30th Mrz2013

„Dreckatn Rotzbuam“

by miriampharo01
Der Reichstagsabgeordnete Eisenberger legte den Vorsitz des bayerischen Bauernbundes nieder. Aufnahme des bayerischen Reichstagsabgeordneten Eisenberger.

Der Reichstagsabgeordnete Eisenberger legte den Vorsitz des bayerischen Bauernbundes nieder. Aufnahme des bayerischen Reichstagsabgeordneten Eisenberger.

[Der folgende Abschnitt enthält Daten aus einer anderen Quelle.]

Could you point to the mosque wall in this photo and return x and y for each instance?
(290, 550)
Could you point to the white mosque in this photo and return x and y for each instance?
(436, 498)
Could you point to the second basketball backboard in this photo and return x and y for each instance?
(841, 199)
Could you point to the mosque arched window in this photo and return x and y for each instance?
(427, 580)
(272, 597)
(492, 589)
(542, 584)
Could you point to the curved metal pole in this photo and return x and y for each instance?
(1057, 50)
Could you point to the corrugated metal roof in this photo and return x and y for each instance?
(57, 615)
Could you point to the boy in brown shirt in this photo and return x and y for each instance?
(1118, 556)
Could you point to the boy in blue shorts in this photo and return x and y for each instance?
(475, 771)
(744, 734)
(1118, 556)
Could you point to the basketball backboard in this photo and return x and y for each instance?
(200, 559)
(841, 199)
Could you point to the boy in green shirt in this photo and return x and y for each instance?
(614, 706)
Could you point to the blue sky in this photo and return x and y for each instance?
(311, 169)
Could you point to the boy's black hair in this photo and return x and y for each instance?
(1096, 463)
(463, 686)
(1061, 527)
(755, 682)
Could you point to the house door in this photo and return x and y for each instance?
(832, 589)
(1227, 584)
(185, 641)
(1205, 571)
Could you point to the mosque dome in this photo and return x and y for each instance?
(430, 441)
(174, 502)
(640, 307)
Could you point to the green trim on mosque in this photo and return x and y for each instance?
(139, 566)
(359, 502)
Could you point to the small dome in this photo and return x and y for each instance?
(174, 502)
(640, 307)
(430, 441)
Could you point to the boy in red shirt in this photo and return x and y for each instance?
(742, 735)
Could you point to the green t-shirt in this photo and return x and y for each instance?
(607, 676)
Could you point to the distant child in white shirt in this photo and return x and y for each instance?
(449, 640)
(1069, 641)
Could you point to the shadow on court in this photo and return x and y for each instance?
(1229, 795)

Georg Eisenberger: ein bayerisches Original –

Ludwig Thoma mag den meisten ein Begriff sein, der Name Georg Eisenberger eher nicht. Noch heute hält sich das Gerücht, dass Letzterer Vorbild für Thomas fiktive Figur des Zentrums-Abgeordneten Josef Filser gewesen sein soll. Eines ist jedenfalls sicher: Georg Eisenberger war ein echtes bayerisches Original. Von 1905 bis 1932 war er Abgeordneter in München und Berlin, wo er sich für die Interessen der bayerischen Landbevölkerung einsetzte. Viele sahen in ihm eine schrullige Figur, die „im oberbayerischen Nationaldress in Berlin herumstolziert.“ Eisenberger war wortgewaltig und beherzt. In seinem Kampf für die Bauern schreckte er nicht einmal davor zurück, Josef Goebbels als „dreckatn Rotzbuam“ zu bezeichnen.

Sein Leben für die Bauern

Über ihn gibt es eine hübsche Geschichte, die ich euch nicht vorenthalten möchte. Um das Jahr 1905 herum unternahmen Eisenberger und sein Kollege Anton Pointner eine Reise mit dem Zug nach München. Der Pointner war standesgemäß im Frack gekleidet, Eisenberger in seiner Gebirgstracht. Als der Zugschaffner das Abteil betrat, machte er einen Buckel vor Anton Pointner, so dass seine Nasenspitze beinahe den Boden berührte. Vor lauter „Herr Landtagsabgeordneter“ brachte er den Mund nicht mehr zu. Zu Eisenberger war er allerdings weniger galant.
„Verlassen Sie sofort dieses Abteil erster Klasse!“, fuhrt er ihn an. „Als Bauer haben Sie da herin nichts verloren.“
„So“, erwiderte Eisenberger, gelassen „moanan S’?“
„Jawohl, und auf der Stelle verschwinden S’, sonst werf ich Sie raus!“
Daraufhin holte Eisenberger seine Pfeife heraus und begann zu rauchen. Da rastete der Schaffner erst recht aus. „Was fällt Ihnen ein? Rauchen und net amal a Billett für die erste Klasse haben.“
„Ja wissen S’ des denn so genau?“, fragte ihn Eisenberger.
„Dös siehg i scho beim ersten Blick, wo Sie hinghörn“, entgegnete der Schaffner. „In de dritte Klass’ zu de Bauernfünfer.“
„So ist’s recht“, sagte Eisenberger und zückte seinen Landtagsausweis. Dann verkündete er laut, er sei stolz darauf, ein Bauer zu sein und ein Abgeordneter obendrein.
Entsetzt begann der Schaffner zu winseln, Eisenberger möge das Malheur nicht melden, da er doch ein Weib und vier unmündige Kinder zu versorgen habe.
„Is schon gut“, antwortete Eisenberger, „aber ’s nächste Mal überlegen S’ eahna zerscht, was S’ sagen …“

Der „Hutzenauer“, wie er gemäß seinem Hofnamen genannt wurde, war zwar ein Patriot, doch kein Freund der Nationalsozialisten. Bereits 1923 warnte er vor ihnen und zog sich bei deren Machtergreifung auf seinen Hof zurück, wo er wieder als Bauer arbeitete und seine Memoiren „Mein Leben für die Bauern“ schrieb. Er starb 82-jährig am 1. Mai 1945, drei Tage, bevor die Amerikaner in Ruhpolding einmarschierten.